The strategy rethinks comes as the firm warns that its annual profits this will be £30m to £40m down on previous expectations due to restructuring costs and additional provisions for loss making contracts. These contracts include the Queensferry Crossing in Scotland, which supposedly came in under budget last year.
“The review will reduce the size of the construction business, focusing on its key strengths in markets and sectors with sustainable prospects for profitability and growth, where we have a track record of success,” the company announced today.
The strategy review is an early and decisive move by new chief executive Graham Prothero, who stepped up from finance director last month when Peter Truscott left to join Crest Nicholson. [See our previous report here.]
Galliford Try’s announcement comes just a day after Kier also launched a strategy review under new chief executive Andrew Davies. With Interserve having already fallen into administration and been taken over by its banks and Carillion gone, only Morgan Sindall of the top five contractors has yet to hit the rocks, it seems. Balfour Beatty was ahead of the curve, encountering headwinds five years ago and bringing in Leo Quinn as chief executive to effect a turnaround.
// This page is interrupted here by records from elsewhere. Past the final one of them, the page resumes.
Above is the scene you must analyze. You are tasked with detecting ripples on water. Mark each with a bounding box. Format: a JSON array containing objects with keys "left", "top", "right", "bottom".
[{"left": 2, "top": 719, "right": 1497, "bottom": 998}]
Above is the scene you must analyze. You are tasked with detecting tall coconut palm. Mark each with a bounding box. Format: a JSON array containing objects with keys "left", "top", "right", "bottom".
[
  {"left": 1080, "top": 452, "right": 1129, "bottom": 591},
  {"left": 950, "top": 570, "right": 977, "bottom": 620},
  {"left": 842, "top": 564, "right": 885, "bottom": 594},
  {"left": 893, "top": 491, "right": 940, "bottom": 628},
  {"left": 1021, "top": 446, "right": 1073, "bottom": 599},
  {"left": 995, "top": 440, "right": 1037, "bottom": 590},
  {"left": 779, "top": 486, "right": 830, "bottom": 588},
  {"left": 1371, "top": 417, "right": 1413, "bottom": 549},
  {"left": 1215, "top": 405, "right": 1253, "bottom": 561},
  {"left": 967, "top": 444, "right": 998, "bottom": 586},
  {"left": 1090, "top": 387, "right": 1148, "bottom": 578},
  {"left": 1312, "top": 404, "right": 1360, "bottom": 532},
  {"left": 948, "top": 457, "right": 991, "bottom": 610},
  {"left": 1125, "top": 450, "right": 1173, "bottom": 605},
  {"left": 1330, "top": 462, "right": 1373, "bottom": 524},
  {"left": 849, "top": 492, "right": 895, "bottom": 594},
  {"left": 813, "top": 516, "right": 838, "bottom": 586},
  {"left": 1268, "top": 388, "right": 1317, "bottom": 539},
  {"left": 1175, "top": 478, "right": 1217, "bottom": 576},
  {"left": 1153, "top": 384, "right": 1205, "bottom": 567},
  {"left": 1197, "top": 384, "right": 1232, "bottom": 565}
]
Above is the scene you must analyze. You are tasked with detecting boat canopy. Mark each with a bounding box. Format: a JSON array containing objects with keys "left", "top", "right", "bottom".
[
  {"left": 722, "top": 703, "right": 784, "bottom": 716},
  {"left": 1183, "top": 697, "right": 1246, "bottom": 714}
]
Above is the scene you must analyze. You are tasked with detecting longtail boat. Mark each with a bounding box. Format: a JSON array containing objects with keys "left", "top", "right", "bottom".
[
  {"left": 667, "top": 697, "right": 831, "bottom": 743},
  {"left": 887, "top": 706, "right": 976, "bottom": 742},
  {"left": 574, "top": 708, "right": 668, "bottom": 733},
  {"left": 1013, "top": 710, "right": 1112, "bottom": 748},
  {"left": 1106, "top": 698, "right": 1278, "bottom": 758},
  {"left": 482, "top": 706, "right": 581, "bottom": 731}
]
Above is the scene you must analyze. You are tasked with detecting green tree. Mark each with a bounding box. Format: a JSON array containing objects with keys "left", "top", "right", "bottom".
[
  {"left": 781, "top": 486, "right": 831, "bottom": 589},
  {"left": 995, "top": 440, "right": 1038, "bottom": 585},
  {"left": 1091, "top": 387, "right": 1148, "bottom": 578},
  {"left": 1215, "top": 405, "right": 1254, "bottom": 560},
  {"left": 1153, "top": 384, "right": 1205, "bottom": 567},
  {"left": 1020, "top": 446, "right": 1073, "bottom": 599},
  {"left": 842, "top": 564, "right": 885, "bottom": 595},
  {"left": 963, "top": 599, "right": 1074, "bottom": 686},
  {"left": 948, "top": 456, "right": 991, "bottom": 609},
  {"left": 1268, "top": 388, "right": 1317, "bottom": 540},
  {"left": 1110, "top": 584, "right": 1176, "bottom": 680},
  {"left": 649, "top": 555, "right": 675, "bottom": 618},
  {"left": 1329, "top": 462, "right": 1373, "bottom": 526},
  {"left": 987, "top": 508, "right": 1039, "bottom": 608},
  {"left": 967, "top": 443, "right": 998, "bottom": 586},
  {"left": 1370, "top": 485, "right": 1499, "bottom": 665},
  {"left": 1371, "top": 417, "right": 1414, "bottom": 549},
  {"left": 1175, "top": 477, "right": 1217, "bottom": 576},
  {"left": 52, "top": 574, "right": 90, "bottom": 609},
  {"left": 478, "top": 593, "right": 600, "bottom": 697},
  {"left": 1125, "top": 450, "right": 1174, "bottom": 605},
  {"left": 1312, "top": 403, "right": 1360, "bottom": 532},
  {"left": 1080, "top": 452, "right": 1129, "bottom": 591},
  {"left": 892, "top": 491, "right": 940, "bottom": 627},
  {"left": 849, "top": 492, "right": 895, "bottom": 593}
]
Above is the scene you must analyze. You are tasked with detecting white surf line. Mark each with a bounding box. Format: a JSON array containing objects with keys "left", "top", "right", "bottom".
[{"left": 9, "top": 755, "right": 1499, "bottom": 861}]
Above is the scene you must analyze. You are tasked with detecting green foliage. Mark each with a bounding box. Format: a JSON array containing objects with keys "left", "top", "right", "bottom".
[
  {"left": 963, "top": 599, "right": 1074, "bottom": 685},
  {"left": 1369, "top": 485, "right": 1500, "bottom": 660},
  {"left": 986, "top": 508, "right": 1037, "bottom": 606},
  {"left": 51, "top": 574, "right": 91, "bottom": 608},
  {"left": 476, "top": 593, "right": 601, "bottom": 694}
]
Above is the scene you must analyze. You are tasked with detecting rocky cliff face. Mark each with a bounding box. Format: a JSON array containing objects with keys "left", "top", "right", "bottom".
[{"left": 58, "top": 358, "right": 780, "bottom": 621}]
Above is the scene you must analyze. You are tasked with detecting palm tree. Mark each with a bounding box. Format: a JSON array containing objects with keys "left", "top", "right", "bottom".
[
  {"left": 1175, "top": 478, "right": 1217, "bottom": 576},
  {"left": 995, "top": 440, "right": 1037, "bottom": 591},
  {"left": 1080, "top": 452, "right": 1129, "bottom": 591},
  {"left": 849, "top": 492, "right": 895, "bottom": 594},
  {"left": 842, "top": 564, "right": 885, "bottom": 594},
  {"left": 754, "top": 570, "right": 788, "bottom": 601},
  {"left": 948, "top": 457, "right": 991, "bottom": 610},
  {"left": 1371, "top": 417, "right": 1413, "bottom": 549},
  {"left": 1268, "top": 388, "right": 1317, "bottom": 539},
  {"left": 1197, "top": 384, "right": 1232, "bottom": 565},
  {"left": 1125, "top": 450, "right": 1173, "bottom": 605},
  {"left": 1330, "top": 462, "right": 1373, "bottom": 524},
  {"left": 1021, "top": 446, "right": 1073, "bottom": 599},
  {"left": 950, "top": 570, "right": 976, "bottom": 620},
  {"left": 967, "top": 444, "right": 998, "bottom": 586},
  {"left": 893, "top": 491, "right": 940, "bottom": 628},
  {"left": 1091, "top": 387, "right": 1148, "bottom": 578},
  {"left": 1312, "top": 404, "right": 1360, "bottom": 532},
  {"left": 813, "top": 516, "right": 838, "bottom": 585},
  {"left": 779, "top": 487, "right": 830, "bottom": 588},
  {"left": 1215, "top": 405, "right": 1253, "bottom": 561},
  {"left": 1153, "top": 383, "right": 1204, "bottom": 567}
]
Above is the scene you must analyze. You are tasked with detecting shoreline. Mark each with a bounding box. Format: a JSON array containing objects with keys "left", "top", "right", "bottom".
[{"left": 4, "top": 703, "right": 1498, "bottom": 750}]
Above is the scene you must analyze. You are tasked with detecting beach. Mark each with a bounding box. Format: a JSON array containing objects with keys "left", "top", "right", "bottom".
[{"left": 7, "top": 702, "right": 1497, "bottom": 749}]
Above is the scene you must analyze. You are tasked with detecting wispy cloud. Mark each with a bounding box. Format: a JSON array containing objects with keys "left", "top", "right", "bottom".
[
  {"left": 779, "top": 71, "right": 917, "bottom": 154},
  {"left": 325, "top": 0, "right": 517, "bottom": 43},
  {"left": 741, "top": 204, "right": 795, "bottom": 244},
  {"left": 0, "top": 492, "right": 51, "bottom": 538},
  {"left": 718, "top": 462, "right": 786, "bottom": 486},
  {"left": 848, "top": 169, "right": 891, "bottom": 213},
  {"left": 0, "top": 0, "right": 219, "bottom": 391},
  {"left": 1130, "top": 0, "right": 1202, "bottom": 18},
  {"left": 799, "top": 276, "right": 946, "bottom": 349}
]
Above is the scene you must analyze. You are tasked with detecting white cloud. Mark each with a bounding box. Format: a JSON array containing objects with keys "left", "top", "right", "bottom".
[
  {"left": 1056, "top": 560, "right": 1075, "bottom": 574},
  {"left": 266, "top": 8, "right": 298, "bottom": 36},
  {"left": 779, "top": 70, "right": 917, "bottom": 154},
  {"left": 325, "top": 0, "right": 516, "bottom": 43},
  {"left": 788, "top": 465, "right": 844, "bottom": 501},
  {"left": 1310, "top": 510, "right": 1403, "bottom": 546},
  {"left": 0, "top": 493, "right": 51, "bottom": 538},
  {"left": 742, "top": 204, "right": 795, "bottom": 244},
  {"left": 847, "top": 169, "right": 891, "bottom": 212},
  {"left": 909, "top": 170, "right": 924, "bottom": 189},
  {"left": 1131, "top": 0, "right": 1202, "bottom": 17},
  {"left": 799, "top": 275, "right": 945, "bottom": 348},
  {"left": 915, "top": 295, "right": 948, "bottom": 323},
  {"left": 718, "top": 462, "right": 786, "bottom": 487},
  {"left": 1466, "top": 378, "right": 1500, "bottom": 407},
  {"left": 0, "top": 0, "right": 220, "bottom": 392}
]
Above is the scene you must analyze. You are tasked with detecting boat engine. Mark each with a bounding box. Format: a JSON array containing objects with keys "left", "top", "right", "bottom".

Galliford Try said that its review includes an assessment of operational progress and contract positions throughout its construction division. “The board anticipates that this review will result in reduced profitability in the current year reflecting a reassessment of positions in legacy and some current contracts and the effect of some recent adverse settlements, as well as the costs of the restructure,” it said. “The single largest element relates to the Queensferry Crossing joint venture, which has recently increased its estimated final costs on the project. With regard to the claim in respect of the completed Aberdeen Western Peripheral Route (AWPR), and the previously disclosed £38m work in progress balance in respect of three contracts for a single client, our position is unchanged.”
The strategy review is expected to be concluded swiftly and further details will be announced on 21st May 2019 in the next scheduled update to shareholders.
Galliford Try has so far lost £123m on the AWPR project that was originally a three-party joint venture with Balfour Beatty and Carillion. It was eventually completed with Carillion.
The final cost of the Queensferry Crossing project was put at £1.34bn by auditors in August 2018. This was 8-16% less than the £1.45bn to £1.6bn estimated at the start of construction.
For the contractors building it on a fixed price contract – Hochtief, Dragados, American Bridge and Morrison Construction (Galliford Try) – it seems not to have been quuite the triumph that was previously proclaimed.
Both the Queensferry Crossing and the AWPR were undertaken on fixed-price terms – agreed in 2011 and 2014 respectively.